7. Changes in the Use of Data
The GDPR law mandates that data should be used for purposes for which it was collected. If a company wants to use data for any other purpose than it was collected for, fresh consent must be obtained from users. This means that financial companies must have the system and process in place to ensure that permission is obtained from users whenever there is any change in the use of data than originally intended.

8. Privacy by Design & Default
An important requirement of the GDPR is ‘Privacy by Design’. This refers to an approach to GDPR compliance whereby data privacy is implemented from the start and maintained throughout the complete development process of the project, procedure, or business policy.

The requirement does not mean that regulators will examine at what stage of the process the company implemented data protection process. It means that the regulatory authority will evaluate whether the company has complied with the law in its entirety. The company must show what measures and controls have been implemented to ensure complete compliance with the data protection laws.

Companies who collect private data of EU citizens are also required to conform to the ‘Privacy by Default’ requirement. A data controller must ensure that only those private data are used that are necessary for a specific purpose. Also, the data must not be retained for more than the duration that is deemed necessary for a particular purpose.

9. Accountability
One of the main requirements of GDPR is that every company that collects data of EU citizens is accountable for noncompliance. In other words, companies are responsible for demonstrating that they fully comply with GDPR.

As an example, companies need to show records of private data that have been processed. They need to show permission was obtained for the use of information. Financial companies need to verify whether the data processing was in accordance with GDPR obligations.

10. Third Party Use of Data
Lastly, financial businesses must monitor personal information for which permission has been obtained from users and inform them about the use of data by third parties. The third parties can be partners, suppliers, or local regulatory authority. It’s important to understand the risks involved in transferring data to third parties and ensure that privacy of user data is maintained.

Conclusion
The GDPR allows the EU regulatory body to take action against a company for non-compliance with regulations regarding data privacy. The latest legislation is one of the toughest data privacy regulations to date. Setting up a comprehensive program to streamline GDPR compliance is necessary for all types and sizes of financial and leasing businesses.
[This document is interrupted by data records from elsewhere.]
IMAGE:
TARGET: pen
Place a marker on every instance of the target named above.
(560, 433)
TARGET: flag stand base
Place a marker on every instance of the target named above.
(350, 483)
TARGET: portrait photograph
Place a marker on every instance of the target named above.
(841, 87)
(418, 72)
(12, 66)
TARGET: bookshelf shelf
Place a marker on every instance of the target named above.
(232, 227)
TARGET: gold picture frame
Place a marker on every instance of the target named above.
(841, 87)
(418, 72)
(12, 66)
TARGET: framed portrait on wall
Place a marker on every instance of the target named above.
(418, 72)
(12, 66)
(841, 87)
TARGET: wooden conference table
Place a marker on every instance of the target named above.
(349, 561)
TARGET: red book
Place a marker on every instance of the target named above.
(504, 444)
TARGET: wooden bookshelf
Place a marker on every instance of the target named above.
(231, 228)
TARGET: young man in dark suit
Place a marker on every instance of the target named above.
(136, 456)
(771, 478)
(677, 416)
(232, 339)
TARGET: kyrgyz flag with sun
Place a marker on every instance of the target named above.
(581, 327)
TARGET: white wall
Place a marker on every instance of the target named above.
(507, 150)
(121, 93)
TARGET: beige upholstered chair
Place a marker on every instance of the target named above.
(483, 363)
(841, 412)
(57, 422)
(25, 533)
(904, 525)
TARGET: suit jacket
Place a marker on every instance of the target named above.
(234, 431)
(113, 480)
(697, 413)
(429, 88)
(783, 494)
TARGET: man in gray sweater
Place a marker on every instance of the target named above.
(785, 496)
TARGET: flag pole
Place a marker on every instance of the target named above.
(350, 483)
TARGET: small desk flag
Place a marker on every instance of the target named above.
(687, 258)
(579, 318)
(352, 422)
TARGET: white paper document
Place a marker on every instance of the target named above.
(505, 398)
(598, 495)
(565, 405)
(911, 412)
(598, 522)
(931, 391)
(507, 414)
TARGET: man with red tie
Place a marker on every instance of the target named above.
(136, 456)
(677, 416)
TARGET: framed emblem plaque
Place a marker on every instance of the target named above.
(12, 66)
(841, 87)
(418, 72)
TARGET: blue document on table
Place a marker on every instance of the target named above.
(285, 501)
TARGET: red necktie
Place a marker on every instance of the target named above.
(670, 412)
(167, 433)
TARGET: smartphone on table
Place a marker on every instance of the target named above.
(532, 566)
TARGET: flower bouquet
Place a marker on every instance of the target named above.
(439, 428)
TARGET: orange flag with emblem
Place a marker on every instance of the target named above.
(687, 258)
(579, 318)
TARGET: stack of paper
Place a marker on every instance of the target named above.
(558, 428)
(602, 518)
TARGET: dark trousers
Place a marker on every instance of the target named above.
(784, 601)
A company that collects information about EU citizens is required to ensure complete compliance with the data protection rules. In order to avoid hefty fines for not complying with the GDPR laws, financial and leasing companies must identify user data capture and access points.

Also, it’s important to collaborate with users to ensure easy access to the use of personal information. There should also be policies to remediate issues regarding breach of personal data. Not taking any action in this regard will not only cause great financial burden, but also erode the confidence of customers in the region.